6.3 Artificial intelligence
What is AI:
The development of programs to simulate human behaviour. Including:
- Image recognition: identifies objects or people in an image
- Speech recognition: identifies words spoken and stores them
- Natural language: receives commands or instructions that are not in a set format and perform the required response
- Computer games: move elements or characters independently based on the environment
- Diagnosis systems: used to diagnose certain conditions, eg. Using a patients symptoms to detect the illness and suggest actions to cure
Components of AI:
- Collection of data
- A set of programmed rules
- The ability to reason
- The ability to learn and adapt
Describe the characteristics of AI
- Collects data
Stores rules for using the data - Has the ability to reason
- Has the ability to learn by using machine learning
- ..by adapting what it does
- ..for example from
- mistakes previously made, to not make them again
- ..by changing its own rules
- ..by changing its own data
- ..by being trained
- Makes one or more predictions(to make a decision)
- Find/analyse patterns
What is machine learning
- Is when a program has the ability to automatically adapt its own processes and/or data
Explain how a program can use AI to help a robot solve different puzzles
- Use machine learning algorithms
- Collects data about where it has been
- Collects data about obstacles
- Stores successful actions
Stores unsuccessful actions - Identifies and stores patterns
- ..make sure it does not repeat incorrect rout
- ..so it knows how to react to obstacles next time
- ..so it knows what is most likely to work next time
What is an expert system?
- A special type of system that attempts to emulate the expertise of a human.
- Achieved by asking questions to determine the solution to the answer
- Depending on the choices the system will ask a different question
Expert system Key features/components
Knowledge base:
- a repository of facts
- a collection of objects and their attributes
Rule base:
- a collection of inference rules used to draw conclusions
- inference rules are used by the inference engine to draw conclusions
Inference engine:
- a kind of search engine used in an expert system which examines the knowledge base for information that matches the queries
- the inference engine is the problem-solving part of the expert system that makes use of inference rules in the rules base
Interface:
- used to allow the user to interact with the expert system
interaction can be through dialogue boxes, command prompts or other input methods
Why does an expert system need a knowledge base?
- It needs facts..
- ..to generate the rules
- ..to make the decisions//The data it contains is essential to the decision making process
Advantages of Expert systems
they offer a high level of expertise
they offer high accuracy
the results are consistent
they have the ability to store vast amounts of ideas and facts
they can make traceable logical solutions and diagnostics
it is possible for an expert system to have multiple expertisethey have very fast response times (much quicker than a human expert)

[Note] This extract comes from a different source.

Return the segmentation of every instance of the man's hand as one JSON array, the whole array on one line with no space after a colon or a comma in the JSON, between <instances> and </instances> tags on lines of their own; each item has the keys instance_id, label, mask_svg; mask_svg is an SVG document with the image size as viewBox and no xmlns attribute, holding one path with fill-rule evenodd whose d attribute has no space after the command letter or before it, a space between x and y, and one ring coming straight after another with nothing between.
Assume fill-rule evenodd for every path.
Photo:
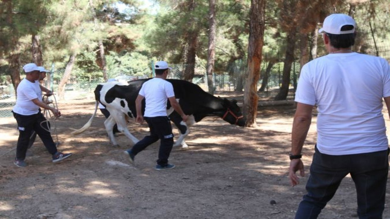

they provide unbiased reporting and analysis of the facts
they indicate the probability of any suggested solution being correct.
Disadvantages of Expert systems
- users of the expert system need considerable training in its use to ensure the
- system is being used correctly
- the set up and maintenance costs are very high
- they tend to give very ‘cold’ responses that may not be appropriate in certain medical situations
- they are only as good as the information/facts entered into the system
- users sometimes make the very dangerous assumption that they are infallible.